VR-QOL was also measured in a longitudinal trial comparing fluocinolone acetonide implant vs. systemic steroid therapy for treatment of noninfectious uveitis. Initial VR-QOL as measured by the NEI VFQ-25 was lower in patients with worse baseline VA and visual field testing. Both treatment groups showed improvement in VR-QOL using the NEI VFQ-25 questionnaire after 3 years of follow up (31).
Another study compared VR-QOL in patients with uveitis to patients with diabetic retinopathy and healthy controls using the NEI VFQ-25. Patients with uveitis had lower VR-QOL than both healthy subjects and patients with diabetic retinopathy. Further analysis determined that lower VR-QOL scores were predicted by poor VA, ocular comorbidities, and female sex (32).
Numerous studies of adults with uveitis have shown significantly decreased VR-QOL compared to normal, healthy populations (18,24,25,32,33). In addition, many patients who were diagnosed with uveitis as children continue to have active disease or suffer complications from disease into adulthood. A study of adult patients who were diagnosed with JIA as children reported that a previous history of uveitis had a significant negative effect on VR-QOL, even in patients with normal VA (34). Taken together, these results support ongoing longitudinal assessments of VR-QOL in adult patients with uveitis.
General HR-QOL measures in children with uveitis
General HR-QOL measures have been used to evaluate outcomes in many pediatric diseases including diseases such as JIA and uveitis. HR-QOL measures should represent the patient’s lived experience in the context of their health condition. However, the lived experience of young children with a chronic health condition is often reported by a parent proxy. It has been reported in several studies that discordance exists between patient and parent report of HR-QOL in chronic illness using measures such as the Pediatric Quality of Life Inventory (PedsQL) and Child Health Questionnaire (CHQ) (35,36). Therefore, pediatric HR-QOL measures must take into account the cognitive development of the child and ideally include both a child and parent reported measure to take into consideration both perspectives.
Three of the more commonly used HR-QOL measures in children, specifically in children with uveitis, include the PedsQL, the CHQ, and the Childhood Health Assessment Questionnaire (CHAQ).
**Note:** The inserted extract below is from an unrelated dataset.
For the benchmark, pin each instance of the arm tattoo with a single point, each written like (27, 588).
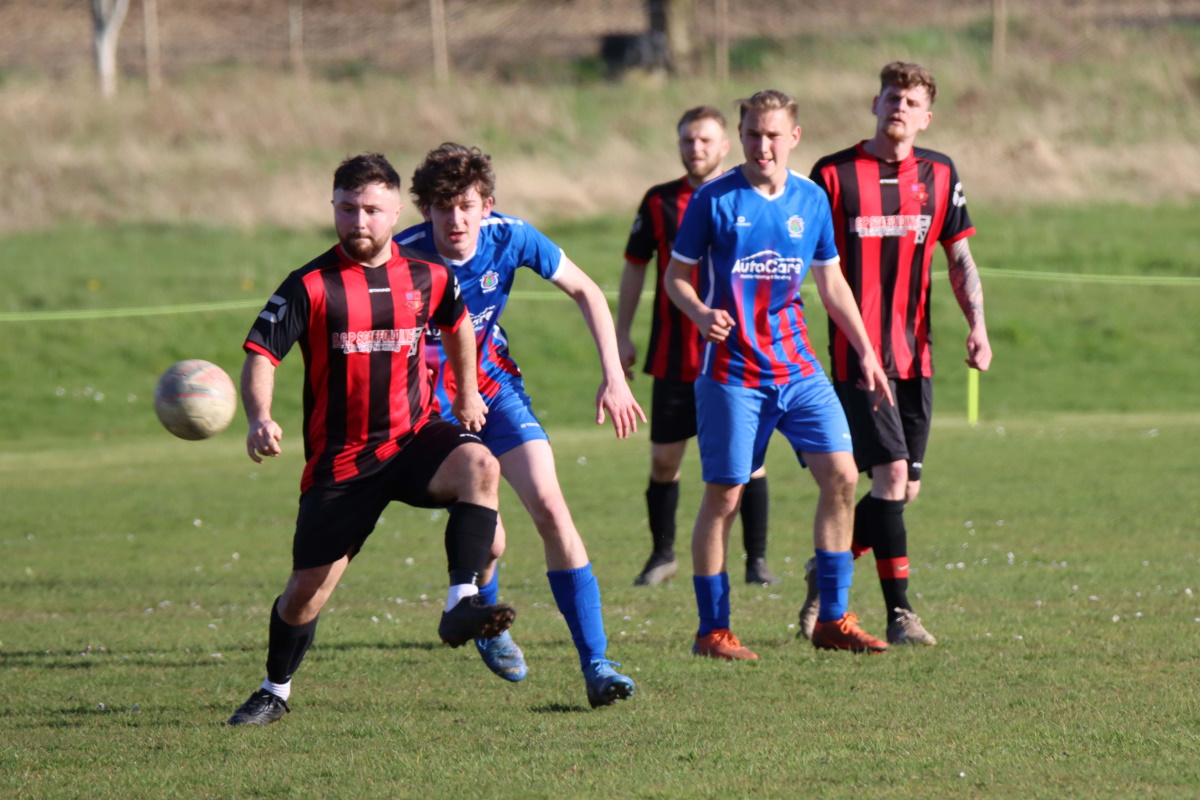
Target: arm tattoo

The PedsQL is a validated general QOL questionnaire for children aged 2–18 which evaluates QOL in numerous domains including: physical, social, emotional and school (37). The CHQ is an internationally recognized HR-QOL questionnaire for children aged 5–18 that assesses a child’s physical, social, and emotional well-being (38). The CHAQ is a questionnaire that evaluates physical functioning domains including: dressing, arising, eating, walking, hygiene, and activity and was initially validated in a cohort of children with JIA (39).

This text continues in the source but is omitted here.